Posted on • Originally published at blog.laurentcharignon.com

Building a Smart Home with AppDaemon: From Baby Monitors to Language Learning

Over the past year, I've been building a comprehensive home automation system using AppDaemon, a Python framework for Home Assistant automation. What started as simple light controls has evolved into a sophisticated ecosystem of 30+ interconnected applications managing everything from CPAP machines to interactive language learning games for my child.

Why AppDaemon?

Home Assistant's built-in automations are great for simple rules, but when you need complex logic, state management, or want to reuse code across multiple automations, AppDaemon shines.

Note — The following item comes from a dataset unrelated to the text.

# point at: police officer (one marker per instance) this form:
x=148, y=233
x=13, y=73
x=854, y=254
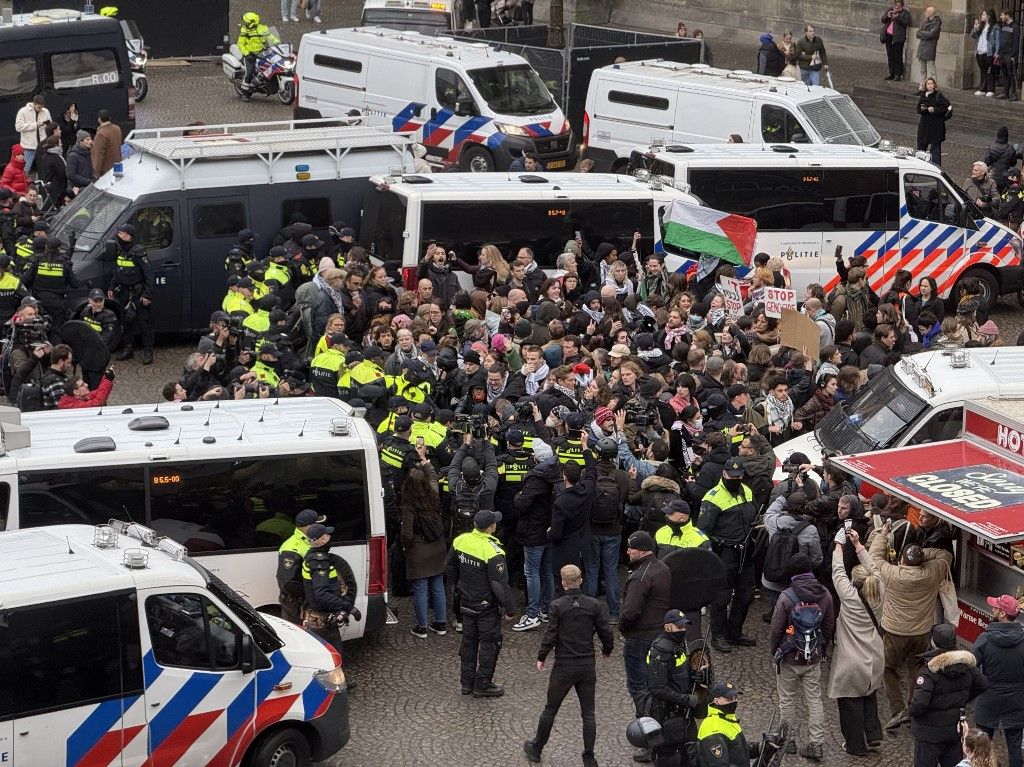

It provides:

  • Full Python programming capabilities
  • Object-oriented design with inheritance
  • Async/await support for concurrent operations
  • Direct access to Home Assistant's state and service APIs
  • Easy testing with pytest

The Architecture: Base Class Pattern

At the core of my system is a BaseApp class that all automations inherit from:

class BaseApp(hass.Hass):
    ArgClass=None
    def __init__(self, ad, name, logging, args, config, app_config, global_vars):
        super().__init__(ad, name, logging, args, config, app_config, global_vars)
        assert self.ArgClass is not None
        self.statsd=statsd.StatsClient("statsd.lan", 9125)
        self.instance_name = name
        self.filtered_args = {k:v for k,v in self.args.items() if k in fields_}
        self.input = self.ArgClass(**self.filtered_args)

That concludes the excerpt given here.